In Dept of Transportation v. Commn on Human Rights [full text pdf] (Connecticut 01/11/2005) an employee filed a complaint with the State's Commission on Human Rights and Opportunities, alleging race and national origin discrimination (failure to promote). The Commission found that the employer's two proffered legitimate non-discriminatory reasons were pretextual. The employer appealed to the trial court, which found that one of the employer's proffered reasons (the employee's failure to obtain a professional engineer's license) justified the employer's failure to promote. The trial court therefore rejected one of the Commission's two findings of pretext but sustained the other. The Connecticut Supreme Court reversed. Because the employee's failure to obtain a license was a non-pretextual legitimate non-discriminatory reason for the employer's decision not to promote the employee, the employer was entitled to judgment s a matter of law. The court agreed, and reversed.
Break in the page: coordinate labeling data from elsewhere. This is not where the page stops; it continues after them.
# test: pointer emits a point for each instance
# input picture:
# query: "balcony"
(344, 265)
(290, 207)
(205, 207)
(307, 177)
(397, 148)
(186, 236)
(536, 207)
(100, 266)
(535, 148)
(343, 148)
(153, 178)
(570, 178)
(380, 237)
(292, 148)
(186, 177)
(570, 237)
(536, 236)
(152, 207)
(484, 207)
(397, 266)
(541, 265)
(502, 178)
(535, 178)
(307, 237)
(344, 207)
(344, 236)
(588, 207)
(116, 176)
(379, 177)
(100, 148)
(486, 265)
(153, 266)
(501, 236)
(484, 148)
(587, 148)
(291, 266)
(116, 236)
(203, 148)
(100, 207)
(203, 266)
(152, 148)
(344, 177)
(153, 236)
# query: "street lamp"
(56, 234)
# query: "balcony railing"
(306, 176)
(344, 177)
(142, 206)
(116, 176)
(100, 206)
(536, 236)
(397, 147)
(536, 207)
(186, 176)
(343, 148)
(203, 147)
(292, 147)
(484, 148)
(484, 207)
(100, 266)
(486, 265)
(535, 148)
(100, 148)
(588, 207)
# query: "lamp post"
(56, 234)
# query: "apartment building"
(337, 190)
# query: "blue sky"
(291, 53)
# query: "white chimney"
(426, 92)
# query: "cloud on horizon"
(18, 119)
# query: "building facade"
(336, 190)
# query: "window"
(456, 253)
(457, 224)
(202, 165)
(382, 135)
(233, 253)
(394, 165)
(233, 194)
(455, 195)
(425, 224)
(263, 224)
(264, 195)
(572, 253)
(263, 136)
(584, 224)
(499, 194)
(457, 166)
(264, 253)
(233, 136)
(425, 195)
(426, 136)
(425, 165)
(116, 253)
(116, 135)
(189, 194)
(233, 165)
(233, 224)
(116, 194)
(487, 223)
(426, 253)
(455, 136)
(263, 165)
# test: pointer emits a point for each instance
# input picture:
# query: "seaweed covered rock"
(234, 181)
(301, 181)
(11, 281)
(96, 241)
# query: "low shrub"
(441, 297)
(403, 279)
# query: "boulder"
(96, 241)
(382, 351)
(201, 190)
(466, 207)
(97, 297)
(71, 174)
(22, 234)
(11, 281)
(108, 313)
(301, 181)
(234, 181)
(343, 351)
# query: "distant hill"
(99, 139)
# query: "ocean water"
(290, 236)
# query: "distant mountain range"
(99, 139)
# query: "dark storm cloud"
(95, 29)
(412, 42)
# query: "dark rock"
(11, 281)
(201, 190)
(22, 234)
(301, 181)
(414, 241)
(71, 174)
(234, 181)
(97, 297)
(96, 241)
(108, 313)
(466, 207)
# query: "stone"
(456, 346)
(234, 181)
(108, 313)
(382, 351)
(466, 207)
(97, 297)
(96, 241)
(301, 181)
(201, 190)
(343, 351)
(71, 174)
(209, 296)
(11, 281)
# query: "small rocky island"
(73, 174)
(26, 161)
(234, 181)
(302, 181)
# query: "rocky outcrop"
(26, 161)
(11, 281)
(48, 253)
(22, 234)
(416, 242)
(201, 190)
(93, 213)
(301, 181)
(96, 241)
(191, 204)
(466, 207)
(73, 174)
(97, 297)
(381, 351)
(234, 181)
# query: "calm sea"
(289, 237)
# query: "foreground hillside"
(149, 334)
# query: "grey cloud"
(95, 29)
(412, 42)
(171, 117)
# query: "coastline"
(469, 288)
The trial court relied on Russell v. Acme-Evans Co., 51 F.3d 64 (7th Cir 1995), which stated "[t]here may be cases in which the multiple grounds offered by the [employer] for the adverse action of which the [complainant] complains are so intertwined, or the pretextual character of one of them so fishy and suspicious, that the [complainant] could [prevail]." The Supreme Court concluded that Russell was inapposite, however, since the employee's failure to obtain an engineering license was an "absolute bar to his promotion, and, therefore, served as an independent, nonpretextual reason for the department's decision not to promote him .... There is no likelihood of any interrelationship between any pretextual and nonpretextual reasons for the department's adverse employment decision."

This case is correct. And obviously so. Then why mention it in a blog? Well, there just happens to be a bit of confusion about how this works. Everyone can recite the formula from McDonnell Douglas: First the plaintiff-employee sets out a prima facie case (and here we'll omit the details), and that shifts the burden of production to the defendant-employer to show that it had a legitimate, non-discriminatory reason for its action. If both take place, then the burden (of production and persuasion) shifts back to the employee to show that the articulated reason was actually a pretext for race discrimination.

A bit of confusion arises when the employer has demonstrated two or more reasons. Does the plaintiff have to knock them all down? Usually the answer is yes. This is because if the employer has shown one non-pretextual reason for its action, then the employer has shown that it had a legitimate reason. Plaintiffs should demand that the employer demonstrate that the same decision would have been made in any event. See Desert Palace v. Costa [full text] (US Supreme Court 06/09/2003). That might be a bit harder for the employer to prove.